Bhatinda Rural segment, where Nandgarh is, had voted for AAP MLA Rupinder Kaur in 2017. “We never saw her from then until now when she came to canvass for AAP candidate Baljinder Kaur. We had so much faith in them to improve our schools and hospitals like Delhi. But after they split, neither AAP nor any of its rebels have a chance,” said Krishan.
Harsimrat has more support in Badal village with its city-like planned sewer network, and date palms lining the streets. “The Badals have given us everything. Captain has not kept all his promises, but the minimum wage has gone up,” said agricultural worker Ved Prakash of Badal village, who earns Rs 300 for a day’s work, still lower than the minimum wage of Rs 311.12. He earned Rs. 250 in 2017, which was also lower than the rate of the day. “But because we are from Badal, our MP at least listens to us.”
Grocer Amanpreet Singh intervened: “There is never any shortage in Badal, but there are winds of change at the Centre.”
But election management is a Badal forte. Despite the low ratings of AAP and its splinter, Khaira’s PEP, their share is expected to cut into the Congress’s. In a speech on the last day of campaign on Friday, Congress minister Navjot Sidhu made a veiled attack on saboteurs. He said in a rally: “Run, those having a share of 75:25, run Badal run. Here comes Sidhu, vacate the chair.”
Critics saw it as a snipe at CM Amarinder Singh.
“With a margin of 20,000 at their peak, the Akalis should — in the normal course of things — lose here,” said CPIML-Liberation’s Sukhdarshan Natt, who is based in Mansa, which is in the Bathinda constituency. “The local Congress is strongly anti-Badal, its candidate Amrinder Warring unseated the Akalis in Gidderbaha Assembly segment after 17 years. He has the support of his party’s central leadership too. Sidhu has revealed the fear that Captain’s support may vanish at the last moment, as some quid pro quo for the Akalis to go slow in Patiala.”
CM’s wife Preneet Kaur is the Congress nominee from Patiala which she lost to AAP last time.
“The vote for the Congress is a negative one. People are expressing their resentment against the Modi and the Akalis,” Natt said.
Shiromani Akali Dal candidate Harsimrat Kaur Badal (PTI)

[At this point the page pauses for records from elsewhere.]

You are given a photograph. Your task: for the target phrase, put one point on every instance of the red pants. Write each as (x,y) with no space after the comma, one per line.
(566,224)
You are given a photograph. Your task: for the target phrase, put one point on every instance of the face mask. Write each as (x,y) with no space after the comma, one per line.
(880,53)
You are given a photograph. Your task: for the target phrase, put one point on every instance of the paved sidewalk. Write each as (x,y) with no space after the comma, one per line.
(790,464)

The word veehazaar— 20,000 in Punjabi — is haunting Union food processing minister Harsimrat Kaur Badal in her party Shiromani Akali Dal’s pocket borough of Bathinda.
The Akalis have held the seat since 1996 with just one break in 1999 for the CPI, which is supporting rebel AAP MLA Sukhpal Khaira from the Lok Sabha seat as part of the Punjab Democratic Alliance this time. The Badals’ eponymous village is in Bathinda’s Lambi segment, held by Akali patriarch Parkash Singh Badal since 1997. Despite this, at the peak of the party-led 10-year regime, Harsimrat Badal defeated Parkash Badal’s estranged nephew Manpreet — now Punjab’s finance minister — by less than 20,000 votes in the 2014 Lok Sabha election in which 11.77 lakh votes were polled here.

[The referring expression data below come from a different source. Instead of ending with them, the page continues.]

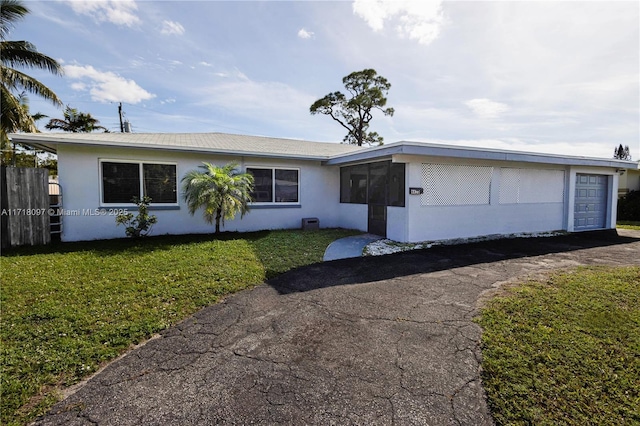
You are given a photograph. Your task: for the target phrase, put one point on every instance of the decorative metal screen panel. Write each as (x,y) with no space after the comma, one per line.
(522,186)
(455,185)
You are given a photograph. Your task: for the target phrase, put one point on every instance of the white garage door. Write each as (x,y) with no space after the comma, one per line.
(591,202)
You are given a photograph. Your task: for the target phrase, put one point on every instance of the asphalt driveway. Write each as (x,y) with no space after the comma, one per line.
(377,340)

That veehazaar is a number that is repeated by Congress candidate Amrinder Singh Raja Warring in every public meeting.
The Akali problem is that of clout — depleting since their loss in the Assembly polls in 2017. The diminishing patronage of the Akalis has weakened their hold on their core Jat Sikh voters. The Congress is the natural pole for the consolidation of the rest.
“What’s the use of being a VIP constituency? There is never a specialist at the Ghudda Civil Hospital when you need one. We are in debt because of going to private hospitals,” said
Kewal Krishan, a farm worker, in Nandgarh, 17km from Badal village.
When in power, the Badals drew flak for transfers of renowned doctors to this hospital. Locals blame the Congress of vendetta, but many here wonder if change is inevitable.
“Akali Dal was our No. 1 party. They lost because they always chose to side with the rich and the large farmers. They gave free power to landlords, but landlords charge us sharecroppers Rs 50 per hour to pump water,” said Charanjeet Kumar, a sharecropper and shopkeeper in Nandgarh. “Akalis still got support because we thought of them as caretakers of our area. But when there are no new jobs in our area, and everything from power to fertilisers is more expensive, Modi introduced demonetisation which ruined one harvest, and then GST which has cut my profits by half.”
There is no love for the Congress either, and the fragmenting of AAP in the state has left many voters disillusioned.
“The (state) government is sitting on my application for farm loan waiver from a cooperative bank for the last two months. Captain (chief minister Amrinder Singh) has hiked power bills so much that my (bi-monthly) bill goes up to Rs 4,000. Neither party cares about the poor. In the name of the poor, Modi has gone and given reservation for upper castes. If the BJP comes back, Brahmins will sit on our head,” Charanjeet added.